According to Emma Atkinson, menstrual leave allows women the opportunity to take paid time off to rest and recuperate. Atkinson argues that while some months can pass by with little pain, other months can take a severe toll on women’s physical and mental well-being with “days of intense, sharp abdominal pain, back pain, headaches, digestive discomfort, mood swings, and nausea”.

Referencing Canada-based menstrual cup company DivaCup, Atkinson says that it pays women twelve days of paid leave during their time of the month. “Diva is a period-positive company and our brand values are rooted in equity and body autonomy, so this fits into that mission and helps destigmatize menstruation”: Founder and CEO Carinne Chambers-Saini.

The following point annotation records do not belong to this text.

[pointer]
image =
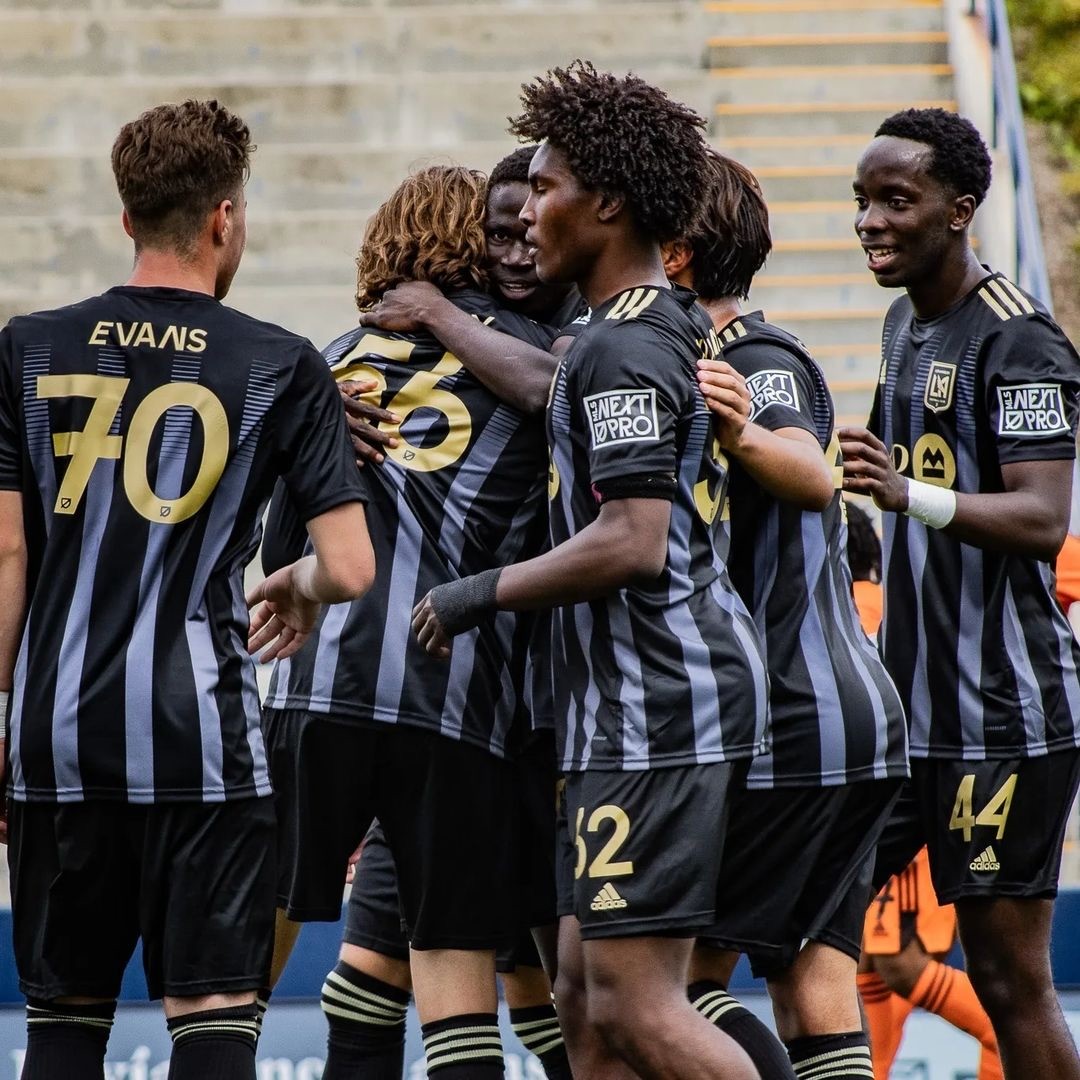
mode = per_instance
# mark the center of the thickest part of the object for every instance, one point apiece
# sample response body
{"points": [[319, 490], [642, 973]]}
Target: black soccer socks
{"points": [[734, 1020], [214, 1044], [66, 1040], [540, 1034], [464, 1048], [839, 1056], [366, 1020]]}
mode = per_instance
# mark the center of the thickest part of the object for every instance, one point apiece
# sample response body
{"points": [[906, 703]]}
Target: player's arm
{"points": [[1029, 517], [626, 544], [286, 604], [515, 372], [787, 461]]}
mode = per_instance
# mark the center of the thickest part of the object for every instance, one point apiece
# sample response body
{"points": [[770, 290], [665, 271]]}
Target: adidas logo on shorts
{"points": [[985, 862], [607, 899]]}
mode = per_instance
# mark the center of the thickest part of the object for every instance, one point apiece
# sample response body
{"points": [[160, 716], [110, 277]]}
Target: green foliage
{"points": [[1047, 38]]}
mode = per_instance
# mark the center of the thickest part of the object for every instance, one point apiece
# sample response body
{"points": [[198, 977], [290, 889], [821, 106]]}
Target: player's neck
{"points": [[620, 267], [160, 269], [957, 275], [721, 310]]}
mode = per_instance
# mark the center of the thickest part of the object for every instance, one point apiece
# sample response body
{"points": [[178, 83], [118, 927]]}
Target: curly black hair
{"points": [[960, 159], [864, 549], [513, 169], [731, 240], [622, 136]]}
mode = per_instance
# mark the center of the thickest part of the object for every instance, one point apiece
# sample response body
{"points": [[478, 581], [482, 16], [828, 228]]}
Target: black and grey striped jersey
{"points": [[982, 655], [836, 716], [145, 429], [670, 673], [462, 493]]}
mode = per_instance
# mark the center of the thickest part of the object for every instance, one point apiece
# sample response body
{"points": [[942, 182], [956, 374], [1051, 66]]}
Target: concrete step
{"points": [[810, 83], [433, 111], [760, 50], [815, 291], [821, 16], [806, 119], [838, 326], [333, 43], [788, 183], [71, 254], [764, 151], [284, 177], [798, 220], [813, 255]]}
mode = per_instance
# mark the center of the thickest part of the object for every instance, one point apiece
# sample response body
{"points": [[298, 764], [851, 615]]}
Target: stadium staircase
{"points": [[345, 95]]}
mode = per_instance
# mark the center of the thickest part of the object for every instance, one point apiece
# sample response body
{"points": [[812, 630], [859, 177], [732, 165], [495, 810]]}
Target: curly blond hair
{"points": [[430, 229]]}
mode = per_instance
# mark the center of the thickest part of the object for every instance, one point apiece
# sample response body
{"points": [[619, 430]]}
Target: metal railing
{"points": [[1009, 134]]}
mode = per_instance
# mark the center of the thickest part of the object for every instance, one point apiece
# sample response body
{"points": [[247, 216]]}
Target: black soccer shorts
{"points": [[374, 918], [445, 808], [993, 828], [797, 867], [193, 880], [648, 849]]}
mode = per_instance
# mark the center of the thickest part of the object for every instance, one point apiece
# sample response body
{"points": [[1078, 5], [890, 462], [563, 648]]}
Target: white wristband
{"points": [[931, 504]]}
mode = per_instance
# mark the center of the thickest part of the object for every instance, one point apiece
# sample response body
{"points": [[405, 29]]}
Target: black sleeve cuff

Kristy Chong of ModiBodi believes, “By supporting women with these policies, you empower them to actually want to be at work and to put their best forward”.

Conclusion:

The 2019 study conducted on 32,748 women showed that not giving women time off during their periods often leads to lost productivity and presenteeism which is a bigger contributor to sub-standard productivity than absenteeism is. The study hypothesizes that taking women’s symptoms into account, it is likely that the real impact of menstruation is underestimated. They argue that the Return on Investment (ROI) from allowing menstrual leave is more than enough, ensuring not just the quality but also quantity of work.

Lastly, it is important to understand what Mary Crooks of the Victorian Women’s Trust means when she says, “Menstrual Leave creates happier workplaces where men and women understand and respect each other more.”